Le processus de formation de la tourbe est excessivement lent, s’étirant sur des milliers d’années. Il est tout d’abord crucial que le climat soit humide et les précipitations régulières et abondantes, pour compenser l’évapotranspiration. La sphaigne développe ses nouvelles tiges et feuilles qui recouvrent les parties plus anciennes, lesquelles meurent faute d’oxygène et de lumière. C’est la décomposition de ces parties mortes qui constitue la tourbe, blonde pour la partie supérieure, brune puis noire en-dessous.

Les Différentes Formes de Sphaigne
En culture, on utilise aussi bien de la sphaigne vivante que morte. Lorsque l’on achète de la tourbe pour le jardin, il s’agit de sphaigne morte, décomposée.

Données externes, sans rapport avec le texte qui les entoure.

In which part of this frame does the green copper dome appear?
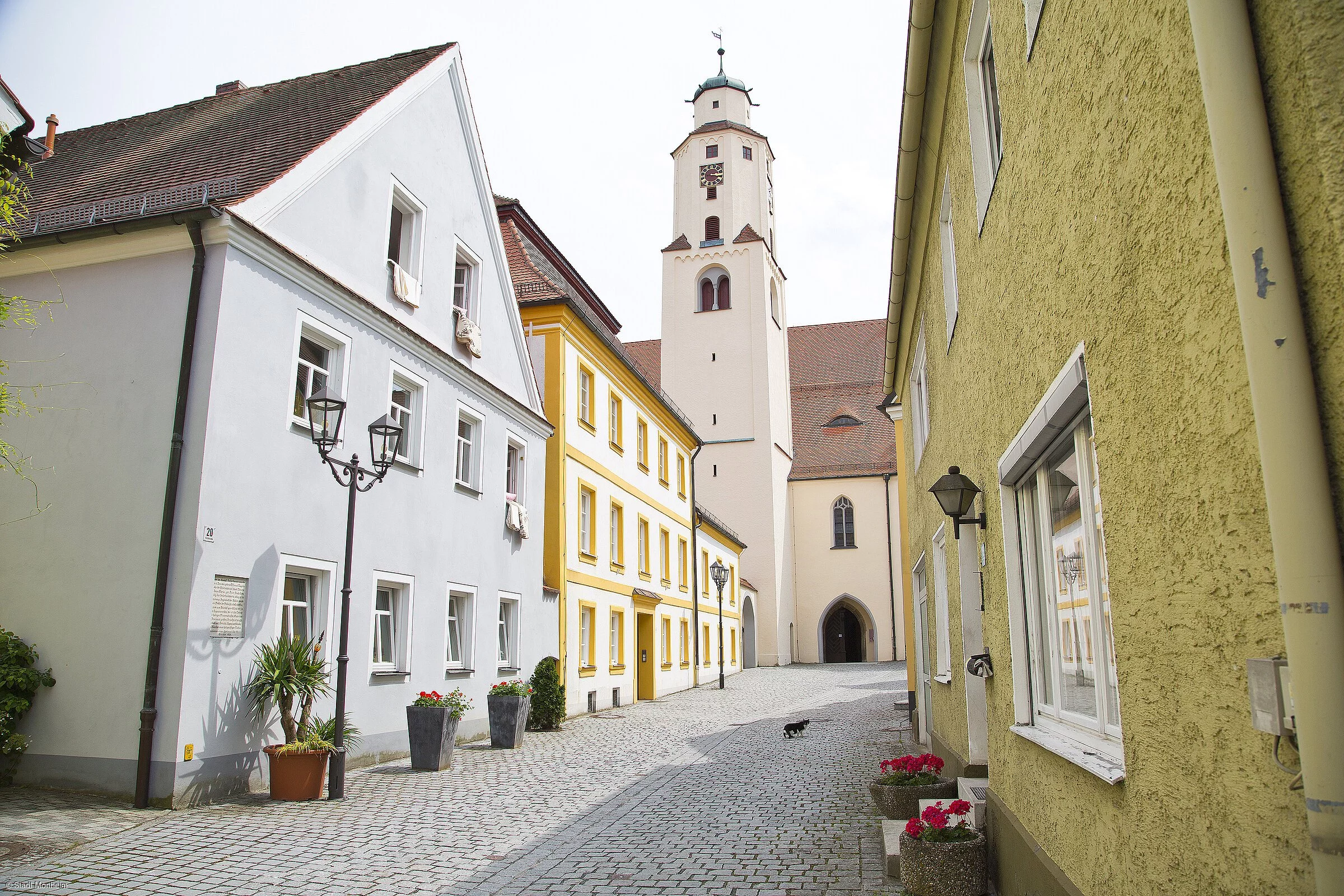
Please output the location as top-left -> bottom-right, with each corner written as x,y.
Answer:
691,47 -> 752,102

Il est également possible d'en acheter séchée, donc non décomposée mais morte. La sphaigne vivante est recommandée pour la culture des plantes carnivores ; elle est très décorative et permet également de conserver l’humidité du substrat.
Toutes les sphaignes ne se valent pas. La sphaigne du Chili est largement reconnue pour sa qualité horticole. Comparée à des sphaignes issues d’autres origines, elle se compacte moins rapidement et conserve ses propriétés sur une plus longue durée. Toutefois, la sphaigne de Nouvelle-Zélande (Spagmoss) est ce que l’on trouve de mieux à l’heure actuelle : plus chère, elle dure plus longtemps.
Utilisation pour les Plantes Carnivores
Les plantes carnivores, comme les Drosera, Nepenthes, Dionaea, Sarracenia et Pinguicula, peuvent être plantées directement dans la sphaigne. Dans leur habitat naturel, elles sont presque toujours aux endroits où les nutriments du sol sont extrêmement limités, mais où la lumière du soleil et l’eau sont facilement disponibles. C’est pourquoi les terreaux traditionnels ne conviennent pas : ils sont beaucoup trop riches en nutriments et les plantes y péricliteront très rapidement.
Pour une Nepenthes, un pot de sphaigne vivante vous permettra de surfacer le pot, ce qui permet de conserver une fraîcheur au niveau des racines. La sphaigne est également bénéfique pour favoriser le développement des racines des jeunes plantes. Notez que si une plante ne fait que capturer des insectes grâce à des poils collants, cela ne fait pas d’elle une plante carnivore.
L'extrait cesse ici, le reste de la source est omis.